It will be recalled (see blog article) that on October 1, the USPTO shut down its PDX relationship with the Japanese Patent Office and migrated the certified-copy traffic from PDX to DAS.
This was a welcome development for practitioners because as compared with PDX, the DAS system offers many benefits:
- it is more secure (protected by authorization codes)
- It permits the practitioner to test ahead of the time of actual need, to make sure that the electronic document will be available when needed
- in the event of a problem with transmittal of an electronic certified copy, it permits the practitioner to troubleshoot and pinpoint the source of any difficulty
As I mentioned in that blog article, the natural next step would be for USPTO to do the same for its PDX relationships with the Chinese patent office (SIPO) and the Korean patent office (KIPO). The natural next step would be for USPTO to migrate its electronic-certified-copy relationships involving China and Korea from PDX to DAS. This would offer the many benefits of DAS to practitioners handling cases connected with China and Korea.
From the technical point of view such a migration ought to be easy and painless. It would only be a matter of turning off the PDX mechanism and the document flow should easily proceed within the existing DAS connections.
Maybe USPTO was holding back a bit on such a migration to see how the Japan migration went. If that was USPTO’s reason for holding back on the China and Korea migrations, then USPTO might as well proceed.
What makes me say this is that the sky did not fall. Three weeks ago was the day that USPTO pulled the plug on its PDX-Japan connection, and there was no outcry. I know this because I follow quite a few patent practitioner discussion groups and listservs (and indeed my firm hosts several patent practitioner listservs) and if there had been any side effects from the Japan-DAS migration, I am pretty sure I would have heard about it. The members of the listservs are not shy and if they had wanted to share any complaints they would have done so.

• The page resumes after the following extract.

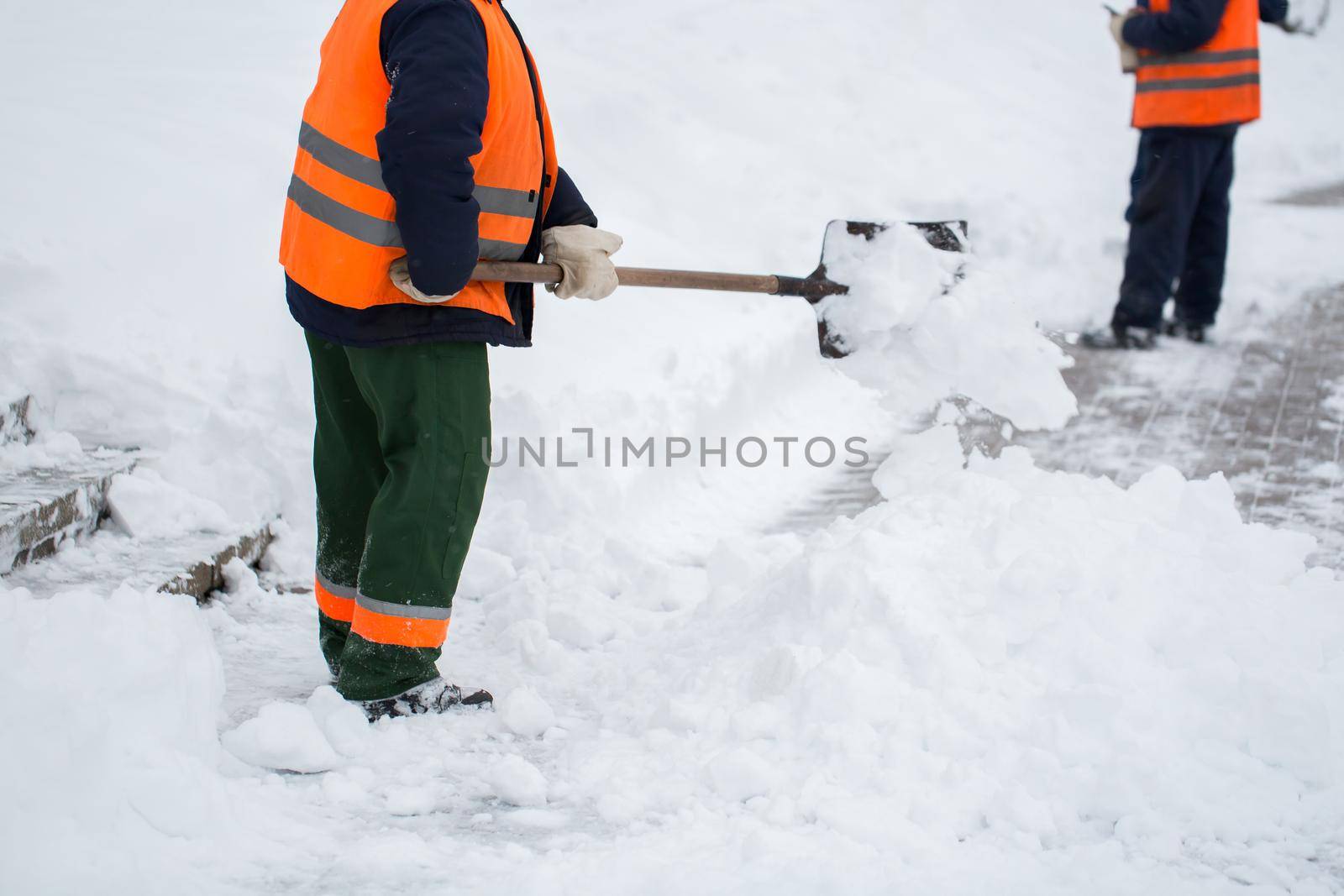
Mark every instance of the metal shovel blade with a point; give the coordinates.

I also spent the last five days hanging out with, and talking with, the couple of thousand patent practitioners who attended the AIPLA annual meeting in Washington. These practitioners likewise are not shy and would have said something if they had thought there was a problem with the Japan-DAS migration.
Put plainly, USPTO got it right. USPTO correctly handled whatever its internal computer system needs were to make this PDX-to-DAS transition work. And USPTO did an exemplary job of communicating the transition, well in advance, to its customers (the patent practitioners). The fact that USPTO got those two things right prompts me to speculate that USPTO also probably did a good job of prepping the EBC for the calls that it might receive about the transition.

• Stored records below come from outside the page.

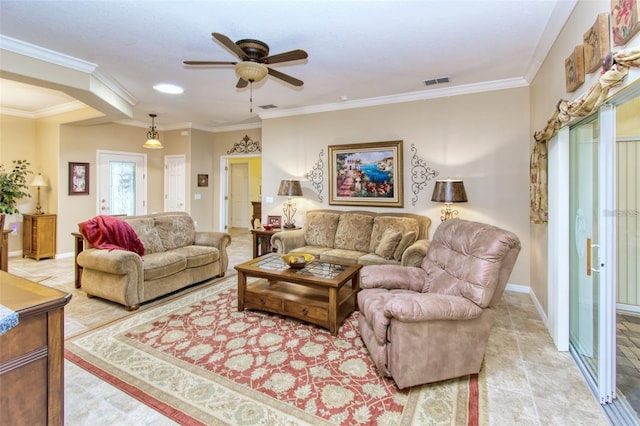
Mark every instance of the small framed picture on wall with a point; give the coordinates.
(79, 178)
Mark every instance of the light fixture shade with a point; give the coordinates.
(251, 71)
(449, 191)
(152, 144)
(290, 188)
(153, 141)
(39, 181)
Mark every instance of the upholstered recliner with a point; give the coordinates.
(431, 323)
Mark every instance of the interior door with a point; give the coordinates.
(121, 183)
(174, 183)
(239, 195)
(592, 251)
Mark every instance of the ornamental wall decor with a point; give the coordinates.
(420, 174)
(245, 146)
(316, 175)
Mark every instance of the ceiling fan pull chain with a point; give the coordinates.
(250, 96)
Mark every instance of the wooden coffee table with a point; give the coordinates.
(316, 293)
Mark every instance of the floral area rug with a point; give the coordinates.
(198, 360)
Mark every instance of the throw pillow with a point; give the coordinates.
(388, 243)
(407, 239)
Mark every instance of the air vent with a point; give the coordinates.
(439, 80)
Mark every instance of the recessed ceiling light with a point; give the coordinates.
(172, 89)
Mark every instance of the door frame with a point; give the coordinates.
(141, 191)
(224, 187)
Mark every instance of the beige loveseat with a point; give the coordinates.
(360, 237)
(175, 256)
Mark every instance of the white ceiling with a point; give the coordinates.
(367, 52)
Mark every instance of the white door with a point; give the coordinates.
(239, 195)
(121, 183)
(174, 183)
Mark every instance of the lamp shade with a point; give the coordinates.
(251, 71)
(449, 191)
(39, 181)
(290, 188)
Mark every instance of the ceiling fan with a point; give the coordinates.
(254, 58)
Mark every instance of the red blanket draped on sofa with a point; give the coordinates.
(108, 232)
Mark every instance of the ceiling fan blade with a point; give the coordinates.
(292, 55)
(285, 77)
(229, 44)
(209, 63)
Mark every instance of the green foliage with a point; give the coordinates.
(13, 186)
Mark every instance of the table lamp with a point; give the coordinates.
(449, 191)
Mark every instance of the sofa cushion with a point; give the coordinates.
(198, 255)
(314, 250)
(407, 239)
(175, 231)
(340, 255)
(320, 228)
(354, 232)
(388, 243)
(148, 234)
(395, 223)
(163, 264)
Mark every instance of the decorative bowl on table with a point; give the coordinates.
(297, 260)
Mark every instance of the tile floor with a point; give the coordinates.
(529, 382)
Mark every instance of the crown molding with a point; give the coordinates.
(47, 55)
(405, 97)
(44, 112)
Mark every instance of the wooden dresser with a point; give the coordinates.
(31, 354)
(39, 236)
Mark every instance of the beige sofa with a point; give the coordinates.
(175, 256)
(360, 237)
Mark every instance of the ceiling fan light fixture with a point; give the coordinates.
(251, 71)
(153, 141)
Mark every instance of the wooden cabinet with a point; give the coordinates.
(39, 236)
(31, 354)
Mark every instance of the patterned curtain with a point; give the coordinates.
(564, 112)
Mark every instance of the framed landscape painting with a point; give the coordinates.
(625, 20)
(366, 174)
(574, 69)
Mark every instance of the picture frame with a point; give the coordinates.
(625, 20)
(79, 176)
(596, 44)
(366, 174)
(274, 221)
(574, 69)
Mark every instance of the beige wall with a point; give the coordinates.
(547, 88)
(482, 138)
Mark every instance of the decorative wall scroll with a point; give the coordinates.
(574, 69)
(420, 174)
(245, 146)
(366, 174)
(316, 175)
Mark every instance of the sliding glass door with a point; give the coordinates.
(592, 246)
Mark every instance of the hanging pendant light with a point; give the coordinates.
(153, 139)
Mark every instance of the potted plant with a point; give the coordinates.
(13, 187)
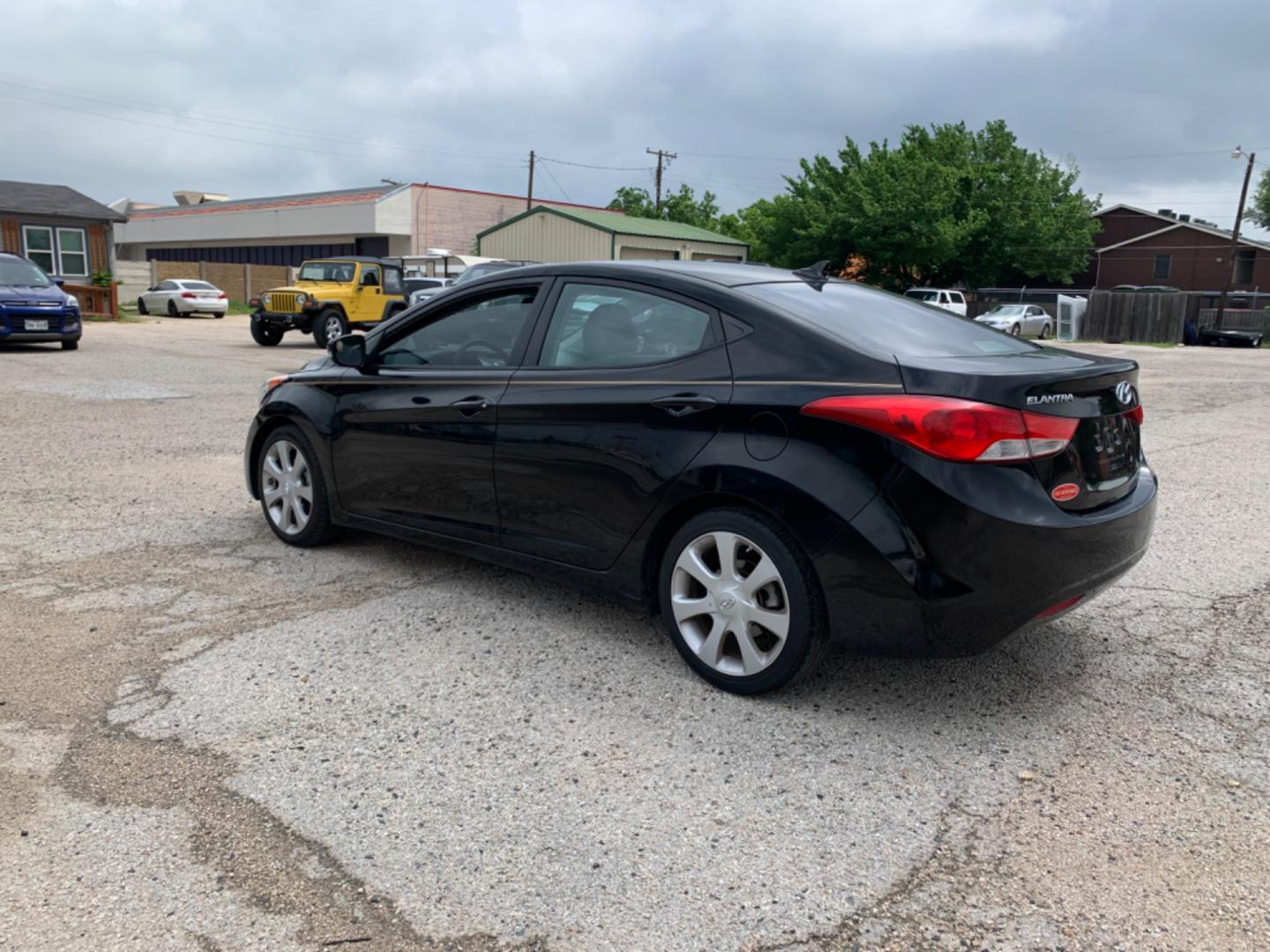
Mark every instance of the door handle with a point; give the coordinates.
(684, 404)
(473, 405)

So now the action steps are clear. USPTO ought to carry out similar PDX-to-DAS migrations for the China and Korea document flows. This will offer the many user benefits of DAS (as compared with PDX) for those document flows, just as it already has for the Japan-US document flow.
My interest in this is not an idle interest. I have had a handful of PDX problems in recent months involving document flows between China and the US. With these problems it has been nearly impossible to pinpoint the problem — was the problem caused by the Chinese client? by Chinese counsel? By the Chinese patent office? By the US patent office? It has been impossible to investigate independently, and one of the PDX problems is outstanding even now, more than a year after it first arose.
In contrast, if USPTO had already migrated the document flows to DAS, I would long ago have been able to pinpoint the source of the problem. The electronic certified copies would long ago have gotten transmitted to where they needed to be.
Let’s see how long it takes USPTO to carry out this PDX-to-DAS migration for China and Korea.